At Shippensburg, Rob wrote a wrestling column for the school paper and co-hosted a wrestling talk show on the university's radio station, along with covering the more traditional sports at the school and honing his skills at tape editing. Before long, he was creating wrestling videos with highlights set to appropriate background music of his choice.
After making numerous contacts over the Internet, chatting with fellow wrestling aficionados and re-directing much of his energy to the indy scene after the demise of the original ECW, Rob began sharing his insightful observations about young talent. It wasn't long before numerous people in the business were chatting with him, some novices and others a bit more experienced, caught up with his enthusiasm for their professional development.
A photographic memory, self-deprecating sense of humor and high-energy personality that seem to serve him well in most areas of life, have recently caused business to pick up substantially for him with respect to wrestling. His networking has lead to all kinds of incredible experiences meeting some of the most unique characters in wrestling history.
After being asked to call the action from ringside for two EWE shows in Virginia and the Super Indy tournament for the IWC out of Pittsburgh a few short years ago, Naylor has recently been doing iPPV work for CZW in South Philly, NWA Force One in New Jersey and former ROH booker Gabe Sapolsky's new Evolve promotion in New York City.
During his spare time, Rob has also been one of the American voices of the German based WXW promotion that has visited the United States for spot shows, but has a more prominent European presence.

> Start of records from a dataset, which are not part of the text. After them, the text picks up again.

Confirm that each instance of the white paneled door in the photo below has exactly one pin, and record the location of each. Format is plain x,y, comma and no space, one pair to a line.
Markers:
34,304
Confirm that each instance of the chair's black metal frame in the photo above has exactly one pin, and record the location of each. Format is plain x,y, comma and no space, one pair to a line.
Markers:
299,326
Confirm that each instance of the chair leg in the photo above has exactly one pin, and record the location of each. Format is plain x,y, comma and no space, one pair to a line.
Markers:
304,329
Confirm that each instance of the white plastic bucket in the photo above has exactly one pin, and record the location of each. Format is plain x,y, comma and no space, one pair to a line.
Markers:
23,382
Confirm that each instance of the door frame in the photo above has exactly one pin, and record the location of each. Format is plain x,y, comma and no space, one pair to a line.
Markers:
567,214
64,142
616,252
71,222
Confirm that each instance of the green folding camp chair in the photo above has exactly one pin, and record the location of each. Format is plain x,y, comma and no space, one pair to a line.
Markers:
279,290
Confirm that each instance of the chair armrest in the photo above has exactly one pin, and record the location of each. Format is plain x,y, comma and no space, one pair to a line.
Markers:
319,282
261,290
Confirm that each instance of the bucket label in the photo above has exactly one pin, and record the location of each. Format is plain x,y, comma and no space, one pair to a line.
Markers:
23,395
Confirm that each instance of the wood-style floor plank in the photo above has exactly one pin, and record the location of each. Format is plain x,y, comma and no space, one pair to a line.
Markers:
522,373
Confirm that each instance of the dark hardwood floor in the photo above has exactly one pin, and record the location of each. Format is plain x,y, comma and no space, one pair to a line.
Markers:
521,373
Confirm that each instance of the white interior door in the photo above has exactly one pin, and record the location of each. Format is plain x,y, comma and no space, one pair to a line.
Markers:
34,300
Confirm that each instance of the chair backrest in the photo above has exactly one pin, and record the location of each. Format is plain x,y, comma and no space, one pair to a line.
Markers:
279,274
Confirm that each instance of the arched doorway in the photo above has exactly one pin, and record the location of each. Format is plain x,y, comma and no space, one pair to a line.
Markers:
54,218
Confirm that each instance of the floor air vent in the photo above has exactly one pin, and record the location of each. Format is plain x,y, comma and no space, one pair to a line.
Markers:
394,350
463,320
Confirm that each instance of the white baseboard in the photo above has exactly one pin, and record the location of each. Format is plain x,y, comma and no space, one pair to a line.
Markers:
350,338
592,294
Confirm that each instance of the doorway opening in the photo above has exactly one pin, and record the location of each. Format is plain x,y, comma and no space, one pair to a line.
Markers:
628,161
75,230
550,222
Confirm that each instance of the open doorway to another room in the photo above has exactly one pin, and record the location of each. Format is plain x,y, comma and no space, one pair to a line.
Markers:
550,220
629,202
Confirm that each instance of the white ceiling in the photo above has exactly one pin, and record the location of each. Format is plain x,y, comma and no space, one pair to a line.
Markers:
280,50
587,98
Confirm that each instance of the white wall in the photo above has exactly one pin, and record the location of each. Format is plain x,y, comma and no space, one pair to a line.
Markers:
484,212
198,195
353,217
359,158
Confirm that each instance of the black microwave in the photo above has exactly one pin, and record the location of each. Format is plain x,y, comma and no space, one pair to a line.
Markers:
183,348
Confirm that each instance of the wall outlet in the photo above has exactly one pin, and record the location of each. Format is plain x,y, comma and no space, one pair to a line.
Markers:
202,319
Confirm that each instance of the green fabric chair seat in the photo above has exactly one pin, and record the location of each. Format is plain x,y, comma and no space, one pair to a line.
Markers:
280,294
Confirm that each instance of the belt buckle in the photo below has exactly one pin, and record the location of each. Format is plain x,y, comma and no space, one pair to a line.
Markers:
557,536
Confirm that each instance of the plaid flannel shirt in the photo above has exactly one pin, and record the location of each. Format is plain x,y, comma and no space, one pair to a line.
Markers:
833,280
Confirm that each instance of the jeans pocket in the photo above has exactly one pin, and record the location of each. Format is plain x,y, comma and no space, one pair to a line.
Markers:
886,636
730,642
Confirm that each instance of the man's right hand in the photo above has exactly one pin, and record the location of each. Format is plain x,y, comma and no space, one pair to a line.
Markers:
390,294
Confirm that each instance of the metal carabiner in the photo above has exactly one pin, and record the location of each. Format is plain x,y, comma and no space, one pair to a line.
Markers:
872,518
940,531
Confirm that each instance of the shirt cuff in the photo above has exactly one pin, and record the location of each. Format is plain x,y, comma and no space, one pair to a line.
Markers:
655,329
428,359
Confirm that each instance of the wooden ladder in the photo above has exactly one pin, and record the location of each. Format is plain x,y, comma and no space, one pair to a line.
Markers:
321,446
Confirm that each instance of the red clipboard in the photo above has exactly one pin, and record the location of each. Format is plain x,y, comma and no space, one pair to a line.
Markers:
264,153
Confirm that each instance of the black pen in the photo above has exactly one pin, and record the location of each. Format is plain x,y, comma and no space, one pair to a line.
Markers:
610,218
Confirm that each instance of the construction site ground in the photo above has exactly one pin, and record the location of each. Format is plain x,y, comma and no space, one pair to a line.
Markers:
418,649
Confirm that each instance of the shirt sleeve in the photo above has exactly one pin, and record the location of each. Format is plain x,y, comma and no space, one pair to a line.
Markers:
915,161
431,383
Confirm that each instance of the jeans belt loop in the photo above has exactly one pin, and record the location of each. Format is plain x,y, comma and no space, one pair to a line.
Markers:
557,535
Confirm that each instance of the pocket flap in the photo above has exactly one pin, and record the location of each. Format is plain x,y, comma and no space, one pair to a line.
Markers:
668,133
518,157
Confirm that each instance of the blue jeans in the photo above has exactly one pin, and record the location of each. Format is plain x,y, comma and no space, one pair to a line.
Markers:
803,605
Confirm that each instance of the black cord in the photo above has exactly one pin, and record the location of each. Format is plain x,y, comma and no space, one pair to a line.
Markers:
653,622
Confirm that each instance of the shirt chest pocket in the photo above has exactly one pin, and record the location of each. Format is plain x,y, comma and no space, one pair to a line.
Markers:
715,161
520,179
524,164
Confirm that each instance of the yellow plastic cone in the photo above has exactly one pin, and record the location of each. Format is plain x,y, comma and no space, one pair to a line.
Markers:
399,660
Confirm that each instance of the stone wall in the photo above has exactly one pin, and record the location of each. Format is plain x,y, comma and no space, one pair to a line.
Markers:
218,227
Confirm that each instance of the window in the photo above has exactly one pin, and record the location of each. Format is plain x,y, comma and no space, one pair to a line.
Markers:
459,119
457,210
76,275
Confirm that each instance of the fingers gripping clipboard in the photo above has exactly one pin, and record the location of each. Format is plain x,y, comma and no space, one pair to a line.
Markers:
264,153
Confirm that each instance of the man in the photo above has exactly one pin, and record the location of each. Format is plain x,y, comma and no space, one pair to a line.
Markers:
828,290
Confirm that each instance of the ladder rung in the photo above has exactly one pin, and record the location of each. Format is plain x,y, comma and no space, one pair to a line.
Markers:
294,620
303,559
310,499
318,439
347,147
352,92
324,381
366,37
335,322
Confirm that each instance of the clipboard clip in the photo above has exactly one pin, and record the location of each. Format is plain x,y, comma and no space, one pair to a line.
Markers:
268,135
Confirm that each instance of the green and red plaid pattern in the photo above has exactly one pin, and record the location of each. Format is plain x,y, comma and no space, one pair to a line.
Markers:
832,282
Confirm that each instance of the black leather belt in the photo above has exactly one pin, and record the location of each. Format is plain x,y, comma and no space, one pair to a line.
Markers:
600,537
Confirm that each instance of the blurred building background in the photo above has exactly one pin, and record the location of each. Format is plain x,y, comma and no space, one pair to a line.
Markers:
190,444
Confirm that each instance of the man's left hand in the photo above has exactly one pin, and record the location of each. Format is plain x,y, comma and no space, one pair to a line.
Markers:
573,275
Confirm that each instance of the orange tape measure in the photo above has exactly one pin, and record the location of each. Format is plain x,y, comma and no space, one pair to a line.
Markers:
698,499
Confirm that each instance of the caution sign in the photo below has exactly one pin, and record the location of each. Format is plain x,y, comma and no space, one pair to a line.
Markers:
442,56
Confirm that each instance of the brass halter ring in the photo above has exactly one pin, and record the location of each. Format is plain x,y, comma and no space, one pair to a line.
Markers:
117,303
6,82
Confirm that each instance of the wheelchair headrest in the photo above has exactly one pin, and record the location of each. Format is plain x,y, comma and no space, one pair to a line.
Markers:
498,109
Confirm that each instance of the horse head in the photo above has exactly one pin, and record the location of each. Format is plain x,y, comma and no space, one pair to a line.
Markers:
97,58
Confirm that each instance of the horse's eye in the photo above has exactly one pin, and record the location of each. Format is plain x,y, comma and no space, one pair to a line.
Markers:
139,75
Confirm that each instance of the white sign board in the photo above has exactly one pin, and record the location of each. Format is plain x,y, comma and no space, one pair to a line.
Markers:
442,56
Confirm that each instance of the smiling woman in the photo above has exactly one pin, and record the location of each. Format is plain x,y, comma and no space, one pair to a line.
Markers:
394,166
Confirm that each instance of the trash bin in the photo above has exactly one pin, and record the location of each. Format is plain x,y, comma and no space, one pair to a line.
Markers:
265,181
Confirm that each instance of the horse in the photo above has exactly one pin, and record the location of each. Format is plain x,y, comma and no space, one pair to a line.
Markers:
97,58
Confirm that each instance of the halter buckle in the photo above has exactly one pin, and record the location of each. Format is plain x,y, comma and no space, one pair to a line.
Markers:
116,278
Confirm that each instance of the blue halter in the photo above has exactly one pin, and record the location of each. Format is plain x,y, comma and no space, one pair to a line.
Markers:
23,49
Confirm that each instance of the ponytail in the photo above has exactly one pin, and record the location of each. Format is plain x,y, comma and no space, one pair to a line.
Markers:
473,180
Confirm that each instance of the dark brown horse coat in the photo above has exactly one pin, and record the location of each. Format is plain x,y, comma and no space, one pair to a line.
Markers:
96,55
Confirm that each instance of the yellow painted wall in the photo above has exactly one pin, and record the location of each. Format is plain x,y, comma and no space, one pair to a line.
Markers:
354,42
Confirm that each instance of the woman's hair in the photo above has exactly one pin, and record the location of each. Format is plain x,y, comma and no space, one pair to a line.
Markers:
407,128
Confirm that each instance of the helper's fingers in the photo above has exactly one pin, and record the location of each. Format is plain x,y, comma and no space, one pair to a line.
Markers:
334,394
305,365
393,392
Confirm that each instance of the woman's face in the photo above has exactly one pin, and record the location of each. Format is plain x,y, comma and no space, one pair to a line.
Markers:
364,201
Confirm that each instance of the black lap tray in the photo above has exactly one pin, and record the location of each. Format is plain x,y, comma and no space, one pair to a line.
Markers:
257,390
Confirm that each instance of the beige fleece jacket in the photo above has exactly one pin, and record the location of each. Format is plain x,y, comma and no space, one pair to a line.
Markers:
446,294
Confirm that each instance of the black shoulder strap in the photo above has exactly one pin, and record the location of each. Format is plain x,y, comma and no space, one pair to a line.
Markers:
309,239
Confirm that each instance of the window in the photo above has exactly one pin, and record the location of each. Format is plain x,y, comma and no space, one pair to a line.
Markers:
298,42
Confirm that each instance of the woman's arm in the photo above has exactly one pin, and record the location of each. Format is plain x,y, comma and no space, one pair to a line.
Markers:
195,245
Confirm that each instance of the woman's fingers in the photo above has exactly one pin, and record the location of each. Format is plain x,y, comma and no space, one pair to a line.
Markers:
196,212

Some indy enthusiasts have been paying Naylor the ultimate compliment by referring to him on tweets as "a pocket-sized Jim Ross". Pretty impressive praise for a hard-working and popular non-wrestler on the indy wrestling scene.
Two major titles changed hands at last Sunday's Extreme Rules pay-per-view on a show that might have contained better overall wrestling action than WrestleMania did last month. John Cena emerged victorious in a three-way over John Morrison and the defending champ the Miz in a cage bout to regain a belt he has held on numerous occasions. Christian bested Alberto Del Rio in a ladder match to win the Smackdown version of the world title vacated by Edge due to his recent and sudden retirement.
Randy Orton defeated C.M. Punk in a very good last-man standing affair that opened the show. Kofi Kingston beat Sheamus to capture the United States championship. Rey Mysterio upended Cody Rhodes and the former Awesome Kong debuted as Kharma. Michael Cole pinned Jim Ross in the tag match also involving Lawler and Swagger.
Monday's Raw was dominated by the Rock's birthday party. There was little actual wrestling of note. Not exactly being a big Rock fan myself, nor a fan of the dumb skits that seemed inevitable, I confess that I spent most of Monday evening wasting my time watching the Flyers go down the drain in overtime.
Tuesday evening's Smackdown tapings saw Randy Orton defeat Christian to capture the brand championship. Christian held the belt all of about 48 hours after winning it at Sunday's ppv.
TNA has decided to re-brand itself as Impact. And to celebrate this they brought Chyna in to renew her old WWF feud with Jeff Jarrett. There go the buyrates through the roof - NOT.